My Ketos My Husband

My Ketos My Husband
Diet



"Nah gue punya ide! Beliin sepatu baru! Ya Raina memang cerdas seperti Albert Einstein, aku memang pintar!"


Raina girang karena menemukan ide, lalu ia berbalik dan melihat sebuah lemari besar yang penuh dengan sepatu Surya.


"Gue nggak jadi pinter! Pinternya nanti-nanti aja deh..."


Raina putus asa dan kembali berbaring di kasurnya yang empuk dan besar. Ia menatap langit-langit kamar sembari berpikir.


"Kado apa ya? Ya Allah... Otakku nggak bakat mikir! Tolong yang lain aja, jangan mikir!" Raina menggerutu


Raina kesal sendiri, tak ambil pusing, Raina langsung OTW War di Mobile Legend Bang-bang bersama Arkan dan lainnya.


***


Besoknya


Di Sekolah


Surya tetap saja menjaga jarak dengan Raina. Raina benar-benar geregetan hingga ingin segera menyeret Surya ke kamar. Ngapain ke kamar? Diskusi lah.


"Ya Allah... Pagi sekali aku berangkat hari ini!" keluh Raina


Raina mengeluh berangkat terlalu pagi padahal jam menunjukkan pukul 06.44. Memang terlalu pagi untuk beruang hibernasi semacam Raina.


"Hei Na... Lemes aja lo, nggak sarapan?" tanya Diva yang datang sambil merangkul pundak Raina


"Gue dateng kepagian tau nggak!"


"Pagi? Kan 1 menit lagi gerbang di tutup Na?"


"Biasa gue dateng pas gerbang hampir di tutup. Gue jadi siswa terakhir yang masuk!"


"Kan cuma beda 1 menit. Nggak ngaruh kali Na."


"Ya pengaruh! Lihat mata panda gue, gue kurang tidur tau nggak!"

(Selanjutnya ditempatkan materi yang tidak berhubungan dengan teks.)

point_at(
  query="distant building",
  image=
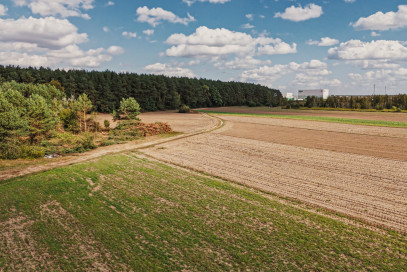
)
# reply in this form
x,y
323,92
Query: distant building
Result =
x,y
288,96
321,93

"Bukannya lo kurang tidur karena main game?"


"Hmm... Iya juga, ah nggak peduli!"


"Div... Diva!" salah seorang siswi memanggil Diva dari kejauhan. Mereka berdua pun menengok untuk melihat siapa yang memanggil.


"Eh, ada apa Ris?" Diva bertanya


"Lo ada temen buat join Cheers nggak? Kita kekurangan 1 personil buat lengkapi koreografi!"

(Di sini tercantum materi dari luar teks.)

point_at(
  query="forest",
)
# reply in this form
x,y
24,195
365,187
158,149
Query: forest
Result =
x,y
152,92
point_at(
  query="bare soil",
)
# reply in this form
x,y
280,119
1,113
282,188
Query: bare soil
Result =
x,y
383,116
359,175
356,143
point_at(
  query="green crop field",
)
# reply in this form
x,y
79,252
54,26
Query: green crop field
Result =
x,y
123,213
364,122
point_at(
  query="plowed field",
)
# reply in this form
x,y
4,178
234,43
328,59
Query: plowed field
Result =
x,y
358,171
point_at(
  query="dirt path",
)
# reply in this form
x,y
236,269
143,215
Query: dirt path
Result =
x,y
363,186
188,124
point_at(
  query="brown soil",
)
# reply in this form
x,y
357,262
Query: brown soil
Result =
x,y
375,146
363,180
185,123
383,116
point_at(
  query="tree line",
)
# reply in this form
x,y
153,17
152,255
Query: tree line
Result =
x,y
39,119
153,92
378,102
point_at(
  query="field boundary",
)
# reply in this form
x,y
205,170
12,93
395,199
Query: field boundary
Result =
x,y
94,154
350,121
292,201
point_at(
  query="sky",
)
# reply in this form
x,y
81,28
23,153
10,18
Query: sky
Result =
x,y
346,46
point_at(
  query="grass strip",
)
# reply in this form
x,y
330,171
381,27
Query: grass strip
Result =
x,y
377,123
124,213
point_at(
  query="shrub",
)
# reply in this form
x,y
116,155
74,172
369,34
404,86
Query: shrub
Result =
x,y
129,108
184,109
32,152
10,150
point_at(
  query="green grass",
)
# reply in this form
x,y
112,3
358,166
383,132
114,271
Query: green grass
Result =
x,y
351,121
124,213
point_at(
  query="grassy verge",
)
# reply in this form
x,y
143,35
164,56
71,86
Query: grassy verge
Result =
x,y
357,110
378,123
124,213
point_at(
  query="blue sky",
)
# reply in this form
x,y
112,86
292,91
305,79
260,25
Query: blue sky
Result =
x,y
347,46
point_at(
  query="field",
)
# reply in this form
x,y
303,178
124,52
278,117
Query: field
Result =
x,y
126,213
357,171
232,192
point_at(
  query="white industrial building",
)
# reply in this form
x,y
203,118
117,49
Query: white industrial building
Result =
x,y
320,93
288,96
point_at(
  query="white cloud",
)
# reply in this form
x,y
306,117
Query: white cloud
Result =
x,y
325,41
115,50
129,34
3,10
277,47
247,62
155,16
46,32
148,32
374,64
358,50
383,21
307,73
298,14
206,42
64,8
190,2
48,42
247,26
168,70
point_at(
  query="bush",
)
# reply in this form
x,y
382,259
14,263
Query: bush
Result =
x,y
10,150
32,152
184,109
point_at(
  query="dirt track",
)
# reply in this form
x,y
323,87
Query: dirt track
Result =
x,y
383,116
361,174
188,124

"Loh, bukannya kemarin udah pas?"


Cheers? Cheerleader kah? - Raina membatin


"Itu si Nina, kakinya retak abis jatuh dari tangga. Jadi nggak bisa ikut, lo ada temen buat join nggak?"


"Bentar-bentar! Ini yang kalian maksud itu Cheerleader kah?" Raina menyela


"Iya."


"Buat apa?"


"Buat semangatin anak-anak yang mau main di Porseni Kabupaten nanti. Khususnya anak basket!"

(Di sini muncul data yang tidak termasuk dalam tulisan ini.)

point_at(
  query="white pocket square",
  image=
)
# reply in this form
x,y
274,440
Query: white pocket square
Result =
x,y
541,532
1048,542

Raina menunjukkan senyum seringainya, sebuah ide gila muncul di otaknya.


"Gue aja deh yang ikut!" pinta Raina


Riska dan Diva langsung melongo. Mereka berdua kompak melihat Raina dari atas sampai bawah.


Raina geram dengan pandangan mereka berdua, "Ini kenapa sih? Liatin sampe kayak gitu!"


"Lo yakin?"


"Ini Cheerleader loh!"


"Iya yakin! Udah daftarin aja! Kalian berdua kan belum tau sisi seksi gue!" jawab Raina dengan menunjukkan pose 'seksi'.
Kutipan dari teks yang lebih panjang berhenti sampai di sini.